The German Embassy in Phnom Penh and the audiovisual center Meta House will jointly present a week-long film festival starting Monday, German Ambassador Frank Mann announced yesterday.
“A Week of German Film” will headline a flurry of events in Phnom Penh being held to mark the anniversary of several key dates in German history, including the ratification of the German Constitution in 1949 and the reunification of the country in 1990. Also next week, the embassy is sponsoring a celebration in honor of the German Constitution and an exhibition at Art Cafe on Street 108 about the 1989 fall of the Berlin Wall.
“We take these anniversaries as a reason to reach out to the Cambodian public and invite them to celebrate together with us,” Mr Mann said at a news conference.
The film festival’s selections, which were curated by the Goethe-Institut, an international cultural organization funded by the German government, are intended to highlight a wide variety of cinema from the past 60 years of German history. They range from “The Trace of Stones,” a classic East German satire that was made in 1966 but banned until 1989, to “Toyland,” a 14-minute short from 2007 that deals with family life in the face of Nazism.

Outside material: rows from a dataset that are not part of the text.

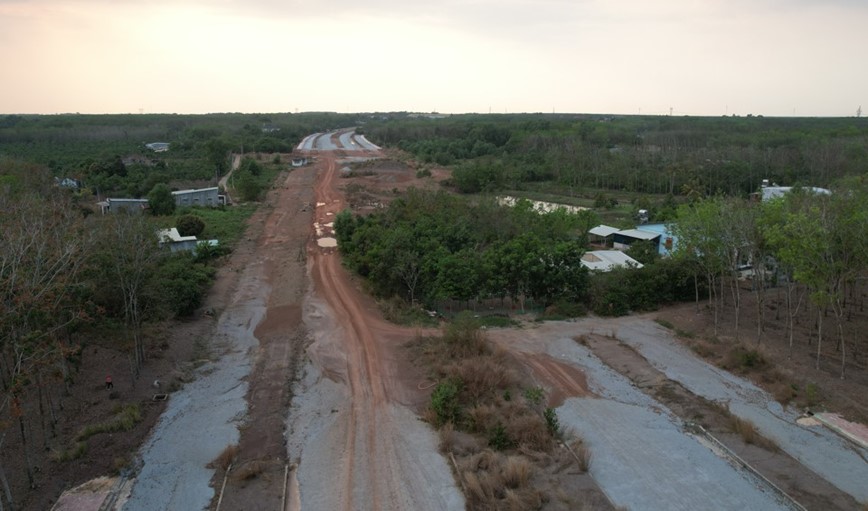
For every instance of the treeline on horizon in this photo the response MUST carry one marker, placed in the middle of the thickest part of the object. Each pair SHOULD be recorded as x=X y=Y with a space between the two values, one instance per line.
x=647 y=154
x=107 y=153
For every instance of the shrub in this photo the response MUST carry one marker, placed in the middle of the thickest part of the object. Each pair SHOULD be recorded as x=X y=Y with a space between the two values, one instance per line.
x=499 y=439
x=73 y=453
x=190 y=225
x=444 y=401
x=125 y=418
x=552 y=422
x=534 y=395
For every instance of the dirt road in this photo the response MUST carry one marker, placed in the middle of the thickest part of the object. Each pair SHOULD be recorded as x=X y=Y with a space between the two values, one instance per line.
x=369 y=451
x=644 y=457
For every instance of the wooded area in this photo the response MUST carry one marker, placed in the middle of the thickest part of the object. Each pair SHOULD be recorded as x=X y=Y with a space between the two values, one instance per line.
x=651 y=154
x=71 y=278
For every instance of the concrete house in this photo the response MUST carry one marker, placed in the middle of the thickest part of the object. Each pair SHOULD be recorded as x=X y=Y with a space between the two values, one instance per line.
x=199 y=197
x=158 y=147
x=602 y=235
x=623 y=239
x=668 y=241
x=134 y=206
x=173 y=239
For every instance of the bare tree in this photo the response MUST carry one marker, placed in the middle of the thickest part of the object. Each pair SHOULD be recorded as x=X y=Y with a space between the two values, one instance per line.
x=130 y=247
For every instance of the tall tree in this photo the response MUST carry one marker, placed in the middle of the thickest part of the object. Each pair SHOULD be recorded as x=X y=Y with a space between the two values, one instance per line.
x=130 y=252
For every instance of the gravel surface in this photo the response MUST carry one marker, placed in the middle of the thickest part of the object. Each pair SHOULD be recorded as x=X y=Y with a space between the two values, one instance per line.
x=347 y=142
x=307 y=143
x=365 y=143
x=202 y=418
x=324 y=142
x=840 y=462
x=396 y=465
x=641 y=457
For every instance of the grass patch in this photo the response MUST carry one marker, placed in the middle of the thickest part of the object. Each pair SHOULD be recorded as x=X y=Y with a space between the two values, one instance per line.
x=125 y=418
x=226 y=224
x=563 y=310
x=248 y=471
x=400 y=312
x=495 y=321
x=75 y=452
x=687 y=334
x=664 y=323
x=748 y=432
x=740 y=359
x=225 y=458
x=497 y=481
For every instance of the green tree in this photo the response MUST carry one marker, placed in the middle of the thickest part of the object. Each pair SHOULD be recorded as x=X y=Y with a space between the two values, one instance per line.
x=248 y=187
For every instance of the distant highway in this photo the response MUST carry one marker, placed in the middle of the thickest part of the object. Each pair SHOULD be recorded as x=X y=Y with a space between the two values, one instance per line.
x=345 y=140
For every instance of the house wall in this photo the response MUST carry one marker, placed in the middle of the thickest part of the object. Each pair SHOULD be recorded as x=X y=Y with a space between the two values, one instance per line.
x=126 y=205
x=201 y=197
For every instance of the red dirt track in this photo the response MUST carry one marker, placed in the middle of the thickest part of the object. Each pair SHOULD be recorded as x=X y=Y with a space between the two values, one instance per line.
x=374 y=471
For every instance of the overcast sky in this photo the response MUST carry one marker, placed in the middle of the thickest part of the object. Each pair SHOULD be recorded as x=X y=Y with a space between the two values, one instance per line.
x=700 y=57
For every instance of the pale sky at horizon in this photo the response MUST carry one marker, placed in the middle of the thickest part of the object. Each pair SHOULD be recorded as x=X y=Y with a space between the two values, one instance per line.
x=700 y=57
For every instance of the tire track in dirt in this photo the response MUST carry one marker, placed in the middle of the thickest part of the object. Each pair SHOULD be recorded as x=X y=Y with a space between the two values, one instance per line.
x=376 y=469
x=258 y=471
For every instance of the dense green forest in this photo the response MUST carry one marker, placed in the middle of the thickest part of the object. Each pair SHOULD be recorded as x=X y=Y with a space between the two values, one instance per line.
x=107 y=153
x=70 y=278
x=659 y=155
x=436 y=247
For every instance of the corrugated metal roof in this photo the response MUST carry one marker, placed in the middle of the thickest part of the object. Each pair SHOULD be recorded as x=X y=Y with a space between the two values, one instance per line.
x=603 y=230
x=605 y=260
x=639 y=234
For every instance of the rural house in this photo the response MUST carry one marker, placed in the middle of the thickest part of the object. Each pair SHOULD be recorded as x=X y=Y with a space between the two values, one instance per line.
x=199 y=197
x=623 y=239
x=606 y=260
x=602 y=235
x=158 y=147
x=123 y=205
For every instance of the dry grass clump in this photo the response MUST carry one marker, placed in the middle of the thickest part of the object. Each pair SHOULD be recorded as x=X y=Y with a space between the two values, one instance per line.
x=248 y=470
x=748 y=432
x=75 y=452
x=482 y=375
x=584 y=457
x=225 y=458
x=496 y=481
x=529 y=430
x=463 y=338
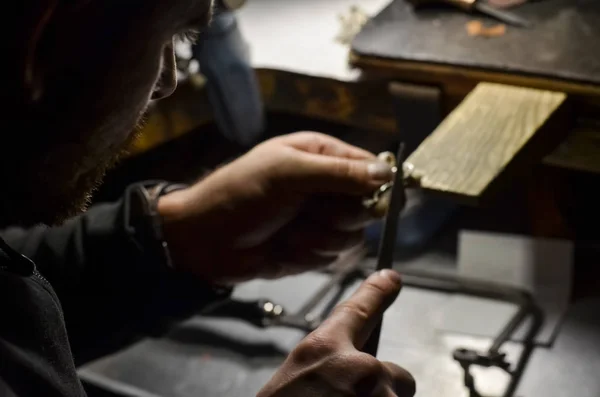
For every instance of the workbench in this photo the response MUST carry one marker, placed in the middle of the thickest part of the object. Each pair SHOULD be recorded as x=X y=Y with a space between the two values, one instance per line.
x=304 y=71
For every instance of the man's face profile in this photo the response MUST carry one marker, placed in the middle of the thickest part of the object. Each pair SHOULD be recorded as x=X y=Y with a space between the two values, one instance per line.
x=86 y=71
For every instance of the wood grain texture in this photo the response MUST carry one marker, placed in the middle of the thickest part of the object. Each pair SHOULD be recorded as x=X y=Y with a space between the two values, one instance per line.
x=482 y=137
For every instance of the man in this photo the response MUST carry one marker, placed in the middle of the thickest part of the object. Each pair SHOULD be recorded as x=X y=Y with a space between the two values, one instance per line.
x=81 y=73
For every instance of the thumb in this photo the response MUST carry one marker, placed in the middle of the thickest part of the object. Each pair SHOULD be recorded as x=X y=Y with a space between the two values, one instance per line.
x=316 y=173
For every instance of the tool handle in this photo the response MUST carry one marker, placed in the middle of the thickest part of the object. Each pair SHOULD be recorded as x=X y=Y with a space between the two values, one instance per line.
x=466 y=5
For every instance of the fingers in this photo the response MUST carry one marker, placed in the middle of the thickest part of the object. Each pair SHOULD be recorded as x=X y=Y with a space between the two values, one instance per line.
x=313 y=142
x=315 y=173
x=355 y=319
x=403 y=383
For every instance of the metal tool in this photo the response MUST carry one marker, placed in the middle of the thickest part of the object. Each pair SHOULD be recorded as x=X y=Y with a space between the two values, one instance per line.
x=397 y=201
x=265 y=313
x=480 y=6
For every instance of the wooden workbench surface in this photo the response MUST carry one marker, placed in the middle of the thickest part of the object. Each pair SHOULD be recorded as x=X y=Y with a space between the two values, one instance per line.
x=562 y=45
x=299 y=36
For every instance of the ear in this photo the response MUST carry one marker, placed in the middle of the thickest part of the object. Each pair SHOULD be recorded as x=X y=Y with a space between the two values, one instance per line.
x=36 y=19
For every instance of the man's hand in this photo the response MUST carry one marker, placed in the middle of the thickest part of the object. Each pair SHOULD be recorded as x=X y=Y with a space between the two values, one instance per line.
x=289 y=205
x=329 y=363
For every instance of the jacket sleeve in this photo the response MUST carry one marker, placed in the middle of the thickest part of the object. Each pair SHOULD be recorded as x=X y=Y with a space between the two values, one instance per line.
x=111 y=290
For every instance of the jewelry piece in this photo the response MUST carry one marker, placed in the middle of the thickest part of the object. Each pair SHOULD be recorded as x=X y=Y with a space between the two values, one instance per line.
x=379 y=201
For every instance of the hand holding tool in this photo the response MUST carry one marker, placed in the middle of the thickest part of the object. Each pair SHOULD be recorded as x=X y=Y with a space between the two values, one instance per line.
x=478 y=6
x=397 y=201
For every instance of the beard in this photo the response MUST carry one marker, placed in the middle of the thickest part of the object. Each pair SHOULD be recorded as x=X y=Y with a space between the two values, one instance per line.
x=52 y=184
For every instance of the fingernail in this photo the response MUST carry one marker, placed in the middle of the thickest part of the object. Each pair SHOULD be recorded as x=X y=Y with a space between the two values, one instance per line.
x=380 y=171
x=391 y=275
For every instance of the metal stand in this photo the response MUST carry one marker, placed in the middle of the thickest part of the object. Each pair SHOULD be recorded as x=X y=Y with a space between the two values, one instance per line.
x=265 y=313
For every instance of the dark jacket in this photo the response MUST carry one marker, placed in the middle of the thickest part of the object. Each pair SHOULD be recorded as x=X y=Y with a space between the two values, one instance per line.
x=90 y=292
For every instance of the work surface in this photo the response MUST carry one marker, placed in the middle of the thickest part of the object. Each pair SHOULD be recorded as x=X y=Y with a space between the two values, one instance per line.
x=226 y=357
x=300 y=35
x=562 y=44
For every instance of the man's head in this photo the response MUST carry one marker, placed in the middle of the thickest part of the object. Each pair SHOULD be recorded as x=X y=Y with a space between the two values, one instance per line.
x=81 y=75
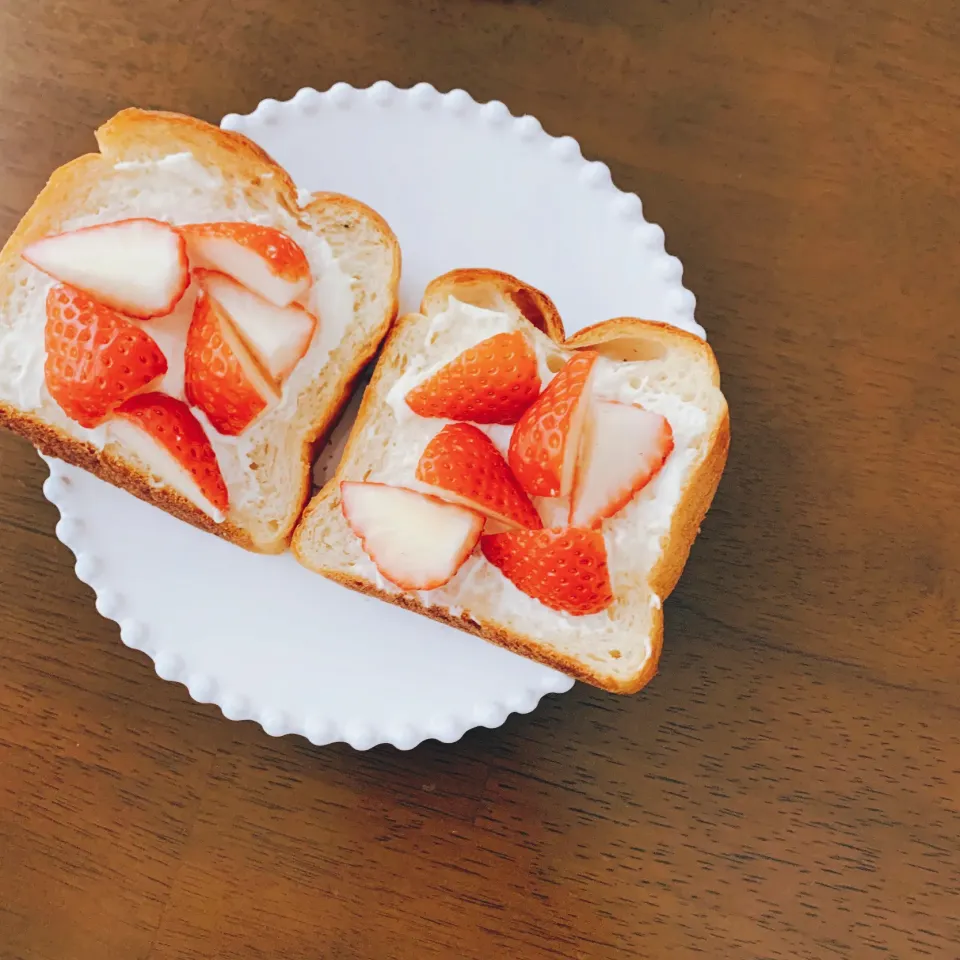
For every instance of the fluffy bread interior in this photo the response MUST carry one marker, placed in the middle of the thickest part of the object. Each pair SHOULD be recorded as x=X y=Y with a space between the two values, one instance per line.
x=180 y=170
x=648 y=541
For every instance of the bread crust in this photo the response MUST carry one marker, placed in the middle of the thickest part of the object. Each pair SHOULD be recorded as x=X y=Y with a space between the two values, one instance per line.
x=489 y=288
x=135 y=134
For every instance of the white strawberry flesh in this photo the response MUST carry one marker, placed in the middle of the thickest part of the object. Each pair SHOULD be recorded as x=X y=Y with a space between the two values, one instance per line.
x=254 y=271
x=277 y=336
x=416 y=541
x=622 y=449
x=161 y=463
x=263 y=385
x=138 y=267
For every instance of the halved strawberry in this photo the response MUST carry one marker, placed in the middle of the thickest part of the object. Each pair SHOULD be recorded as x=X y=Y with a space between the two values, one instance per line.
x=163 y=432
x=138 y=266
x=220 y=376
x=493 y=382
x=544 y=443
x=622 y=450
x=96 y=358
x=462 y=465
x=261 y=258
x=565 y=569
x=416 y=541
x=277 y=336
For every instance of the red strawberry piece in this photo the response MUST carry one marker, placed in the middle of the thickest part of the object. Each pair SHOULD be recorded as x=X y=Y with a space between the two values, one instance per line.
x=622 y=450
x=565 y=569
x=263 y=259
x=221 y=378
x=461 y=464
x=416 y=541
x=138 y=266
x=543 y=446
x=277 y=336
x=163 y=432
x=493 y=382
x=96 y=358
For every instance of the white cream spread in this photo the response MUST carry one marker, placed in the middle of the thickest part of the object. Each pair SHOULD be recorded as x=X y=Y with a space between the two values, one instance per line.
x=182 y=190
x=633 y=536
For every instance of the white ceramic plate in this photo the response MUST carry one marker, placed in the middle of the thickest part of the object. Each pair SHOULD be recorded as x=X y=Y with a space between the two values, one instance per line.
x=462 y=184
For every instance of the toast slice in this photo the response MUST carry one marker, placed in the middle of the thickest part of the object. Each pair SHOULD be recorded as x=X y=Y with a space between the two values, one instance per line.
x=647 y=542
x=182 y=171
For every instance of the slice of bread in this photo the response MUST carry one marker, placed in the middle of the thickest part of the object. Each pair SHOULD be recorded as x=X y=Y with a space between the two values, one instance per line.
x=657 y=366
x=180 y=170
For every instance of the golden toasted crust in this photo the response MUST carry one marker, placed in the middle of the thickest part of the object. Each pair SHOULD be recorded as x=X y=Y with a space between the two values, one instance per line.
x=528 y=647
x=624 y=338
x=55 y=443
x=494 y=290
x=135 y=134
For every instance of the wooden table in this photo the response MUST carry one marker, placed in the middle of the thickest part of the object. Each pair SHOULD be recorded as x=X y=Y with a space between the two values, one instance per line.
x=789 y=786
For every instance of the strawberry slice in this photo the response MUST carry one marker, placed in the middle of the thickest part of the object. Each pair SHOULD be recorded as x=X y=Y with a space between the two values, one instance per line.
x=493 y=382
x=220 y=375
x=96 y=358
x=138 y=266
x=263 y=259
x=622 y=450
x=565 y=569
x=277 y=336
x=416 y=541
x=544 y=443
x=462 y=465
x=163 y=433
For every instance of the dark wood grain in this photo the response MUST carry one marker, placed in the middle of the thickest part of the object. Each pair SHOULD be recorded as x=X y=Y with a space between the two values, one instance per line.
x=788 y=786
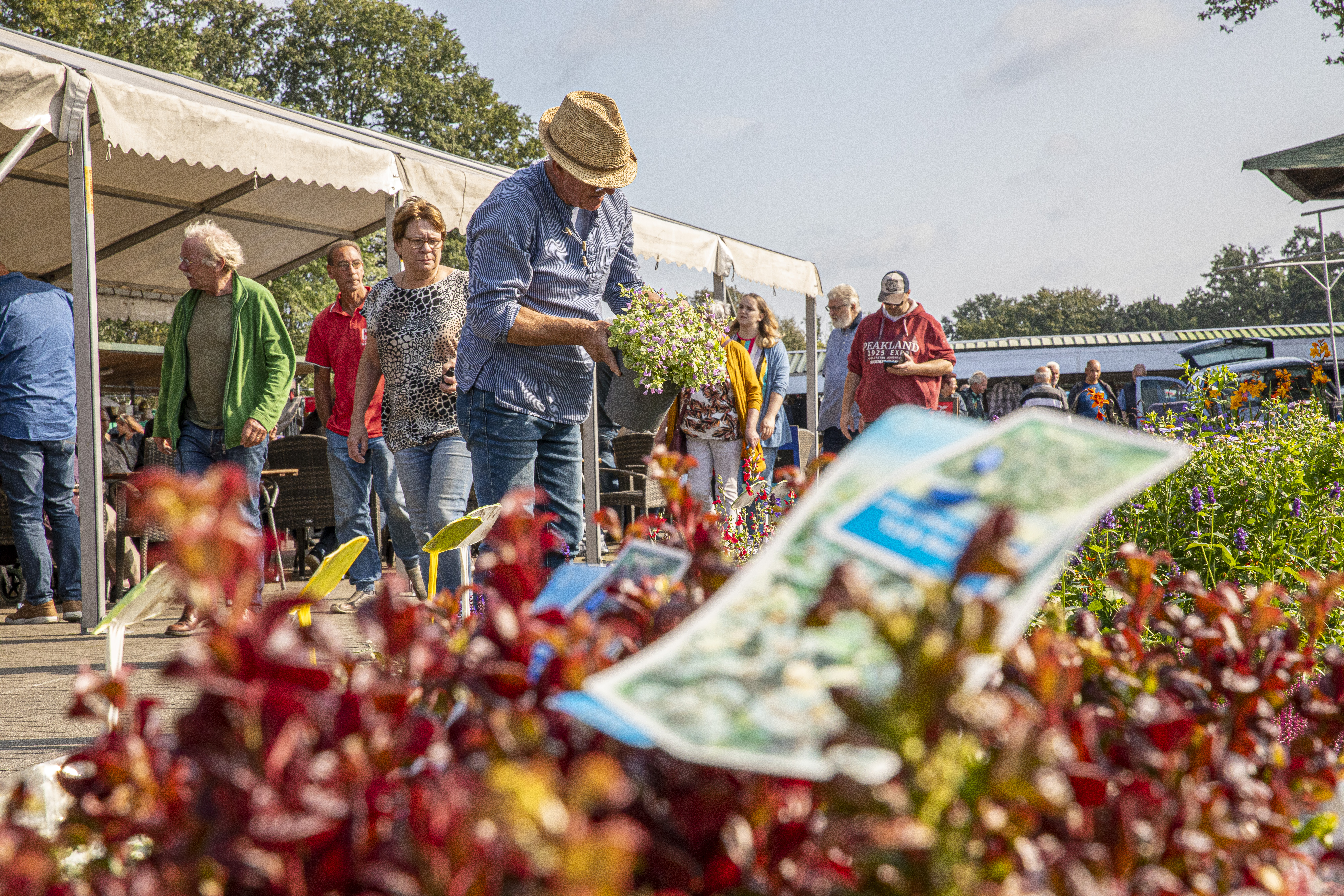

The festival will also feature “The Lives of Others,” Florian
Henckel von Donnersmarck’s bleak, meditative debut film about a Stasi agent in 1980s East Berlin, which won the 2007 Academy Award for best foreign film.
“We hope these films provide a better understanding of Germany, German developments and recent German history to all those who come to see the films,” Mr Mann said. “But they are meant to be entertaining as well as educational.”
Meta House director Nico Mesterharm said the festival’s organizers hired a local company to dub three of the films into Khmer in order to better reach Cambodian audiences.
“So we hope we will find enough people who have an interest in German films in the Khmer language,” he said.
Admission to “A Week of German Film” is free.